Kin within the Woodland: This Fight to Defend an Remote Amazon Group
A man named Tomas Anez Dos Santos toiled in a tiny open space within in the of Peru rainforest when he noticed movements coming closer through the thick jungle.
He became aware he was encircled, and halted.
“One stood, aiming with an projectile,” he remembers. “And somehow he noticed that I was present and I commenced to run.”
He ended up confronting the Mashco Piro. For a long time, Tomas—dwelling in the modest settlement of Nueva Oceania—served as practically a neighbour to these itinerant individuals, who shun interaction with foreigners.
A recent report by a human rights group states there are at least 196 of what it calls “isolated tribes” remaining globally. The Mashco Piro is thought to be the most numerous. It claims 50% of these communities may be wiped out in the next decade should administrations neglect to implement further measures to safeguard them.
The report asserts the most significant risks come from timber harvesting, digging or drilling for crude. Remote communities are exceptionally at risk to common disease—as such, it states a danger is posed by exposure with proselytizers and online personalities in pursuit of attention.
Lately, the Mashco Piro have been venturing to Nueva Oceania increasingly, based on accounts from locals.

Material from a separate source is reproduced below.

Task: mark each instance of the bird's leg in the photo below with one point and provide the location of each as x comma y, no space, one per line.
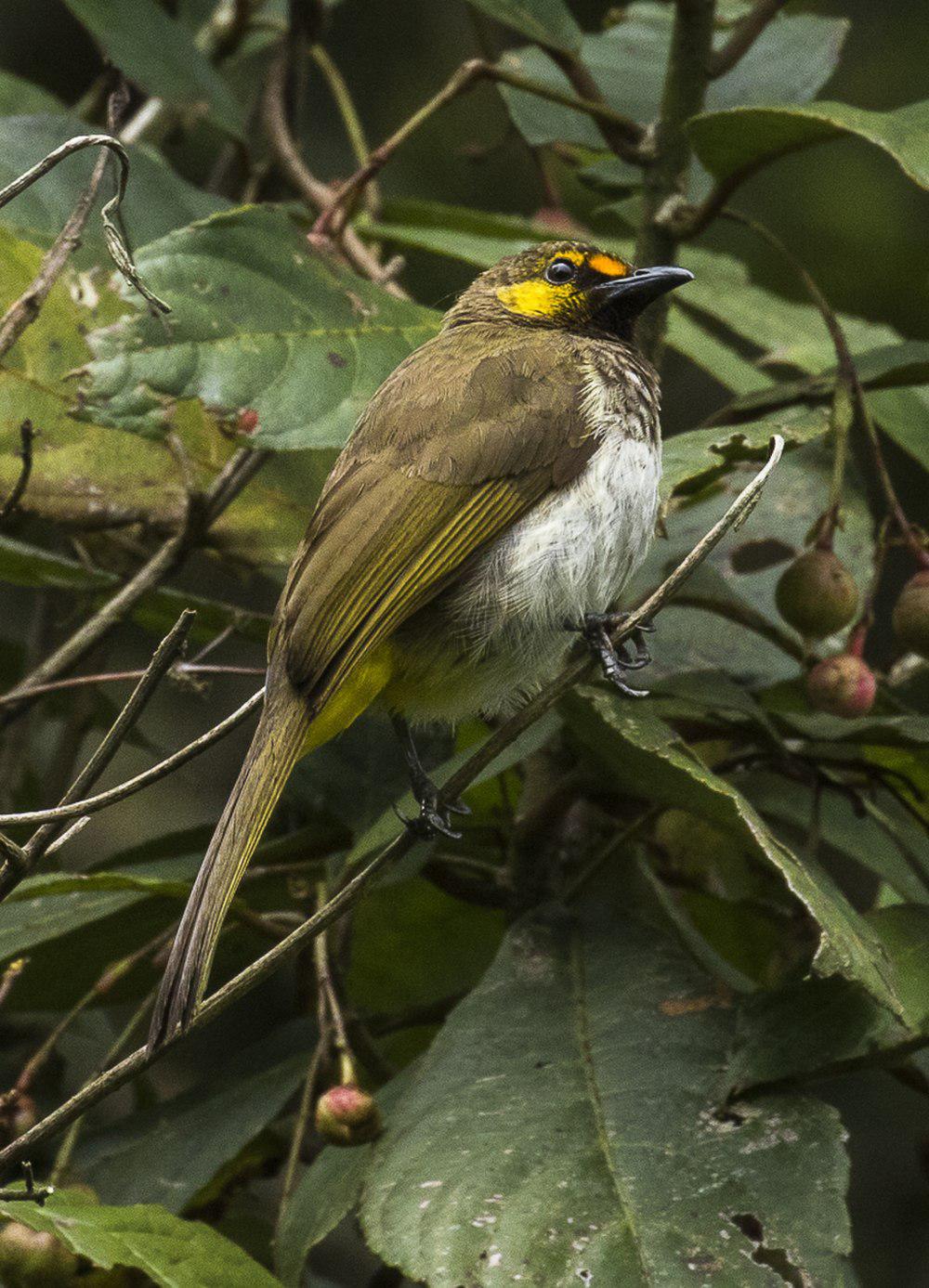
615,661
433,811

Nueva Oceania is a fishermen's community of seven or eight households, located high on the banks of the Tauhamanu waterway deep within the of Peru Amazon, half a day from the closest settlement by boat.
The area is not designated as a preserved area for isolated tribes, and deforestation operations operate here.
Tomas says that, on occasion, the noise of heavy equipment can be heard around the clock, and the Mashco Piro people are witnessing their jungle disturbed and destroyed.
In Nueva Oceania, inhabitants state they are torn. They dread the tribal weapons but they hold deep regard for their “brothers” residing in the forest and wish to protect them.
“Allow them to live in their own way, we are unable to modify their culture. That's why we keep our space,” says Tomas.
Inhabitants in Nueva Oceania are worried about the harm to the Mascho Piro's livelihood, the risk of violence and the possibility that loggers might introduce the Mashco Piro to sicknesses they have no immunity to.
At the time in the community, the tribe appeared again. Letitia, a woman with a two-year-old daughter, was in the jungle gathering food when she noticed them.
“We heard calls, cries from individuals, a large number of them. Like there was a crowd yelling,” she informed us.
This marked the first instance she had come across the tribe and she ran. After sixty minutes, her mind was still racing from terror.
“As there are deforestation crews and firms destroying the jungle they are escaping, possibly because of dread and they arrive in proximity to us,” she explained. “We don't know what their response may be towards us. That's what scares me.”
Two years ago, a pair of timber workers were confronted by the Mashco Piro while fishing. A single person was wounded by an projectile to the gut. He recovered, but the other man was found lifeless days later with multiple injuries in his frame.
The administration has a policy of non-contact with remote tribes, rendering it illegal to initiate contact with them.
The strategy began in a nearby nation after decades of campaigning by indigenous rights groups, who saw that initial exposure with isolated people could lead to entire communities being wiped out by illness, hardship and hunger.
Back in the eighties, when the Nahau community in the country came into contact with the outside world, half of their community succumbed within a short period. In the 1990s, the Muruhanua community experienced the identical outcome.
“Remote tribes are extremely at risk—epidemiologically, any exposure could introduce illnesses, and even the most common illnesses could decimate them,” explains a representative from a tribal support group. “From a societal perspective, any contact or interference could be very harmful to their existence and well-being as a community.”